A baby born 12 weeks prematurely for her mother to be treated for cancer has died.
Metropolitan Police officer Heidi Loughlin, 32, discovered she had a rare and aggressive form of breast cancer after falling pregnant with her third child.
Doctors offered her an abortion and told her she shouldstart life-saving treatment immediately, which would have been harmful to her unborn baby. But Loughlin, of Portishead, north Somerset, decided to put her own life at risk by delaying chemotherapy in favour of a less effective treatment.
Ally Louise Smith was born by C-section on December 11 weighing just 1049g but died eight days later.
Loughlin wrote a poem on her blog: "Yesterday afternoon our hearts broke in two.
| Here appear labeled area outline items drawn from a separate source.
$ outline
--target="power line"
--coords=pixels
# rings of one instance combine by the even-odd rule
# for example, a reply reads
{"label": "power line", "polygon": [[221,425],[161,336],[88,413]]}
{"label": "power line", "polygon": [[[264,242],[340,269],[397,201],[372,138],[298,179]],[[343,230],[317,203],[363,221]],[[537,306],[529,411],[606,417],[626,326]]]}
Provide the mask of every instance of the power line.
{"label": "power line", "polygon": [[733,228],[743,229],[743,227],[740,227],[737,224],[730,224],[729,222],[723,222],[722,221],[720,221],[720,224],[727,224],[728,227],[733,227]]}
For we had to say goodbye to you." It continued: "The pain in my body and heart and my soul feels it will consume me and leave me un-whole."
Heidi, who has sons Noah, 2, and Tait, 1, with partner Keith, was breastfeeding her youngest child when she noticed a rash in February. Doctors said she had mastitis - a condition that makes breastfeeding painful for new mums.
But after falling pregnant three months later, tests revealed she had inflammatory breast cancer.
She decided against an intensive form of chemotherapy because it would harm the child and instead began a course of treatment with the powerful drug Herceptin after Ally's birth.